Reputation: 3457
Consider the following struct:
struct example_t {
char * a;
char * b;
};
struct example_t test {
"Chocolate",
"Cookies"
};
I am aware of the implementation specific nature of the allocation of memory for the char*'s, but what of the string literals?
In this case, are there any guarantee from the C-standard with regards to the adjacent placement of "Chocolate" and "Cookies"?
In most implementations I tested the two literals are not padded, and are directly adjacent.
This allows the struct to be copied quickly with a memcpy, although I suspect this behavior is undefined. Does anyone have any information on this topic?
Upvotes: 3
Views: 232
Reputation: 12668
I'll try to show you an example of gcc behaviour where, even in that case you don't get strings aligned in memory:
#include <stdio.h>
#include <stdlib.h>
char *s = "Cookies";
struct test {
char *a, *b, *c, *d;
};
struct test t = {
"Chocolate",
"Cookies",
"Milk",
"Cookies",
};
#define D(x) __FILE__":%d:%s: " x, __LINE__, __func__
#define P(x) do{\
printf(D(#x " = [%#p] \"%s\"\n"), x, x); \
} while(0)
int main()
{
P(t.a);
P(t.b);
P(t.c);
P(t.d);
return 0;
}
In this case, as the compiler tries to reuse already seen string literals, the ones you use to assign to the structure fields don't get aligned.
This is the output of the program:
$ pru3
pru3.c:25:main: t.a = [0x8518] "Chocolate"

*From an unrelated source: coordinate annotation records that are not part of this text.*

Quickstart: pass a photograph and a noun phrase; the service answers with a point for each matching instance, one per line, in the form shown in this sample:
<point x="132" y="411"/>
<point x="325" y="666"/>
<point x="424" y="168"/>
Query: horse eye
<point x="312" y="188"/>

pru3.c:26:main: t.b = [0x8510] "Cookies"
pru3.c:27:main: t.c = [0x8524] "Milk"
pru3.c:28:main: t.d = [0x8510] "Cookies"
As you see, the pointers are even repeated for the "Cookies"
value.
The compiling here was made with default values, with:
gcc -o pru3 pru3.c
Upvotes: 0
Reputation: 724
Here is an example demonstrating a real-world scenario where the strings are not adjacent. GCC decides to reuse the string "Chocolate"
from earlier.
#include <stdio.h>
#include <stdlib.h>
#include <string.h>
const char *a = "Chocolate";
const char *b = "Spinach";
struct test_t {
const char *a;
const char *b;
};
struct test_t test = {"Chocolate", "Cookies"};
int main(void)
{
printf("%p %p\n", (const void *) a, (const void *) b);
printf("%p %p\n", (const void *) test.a, (const void *) test.b);
return EXIT_SUCCESS;
}
Output:
0x400614 0x40061e
0x400614 0x400626
Upvotes: 1
Reputation: 72657
No, there is no guarantee for adjacent placement.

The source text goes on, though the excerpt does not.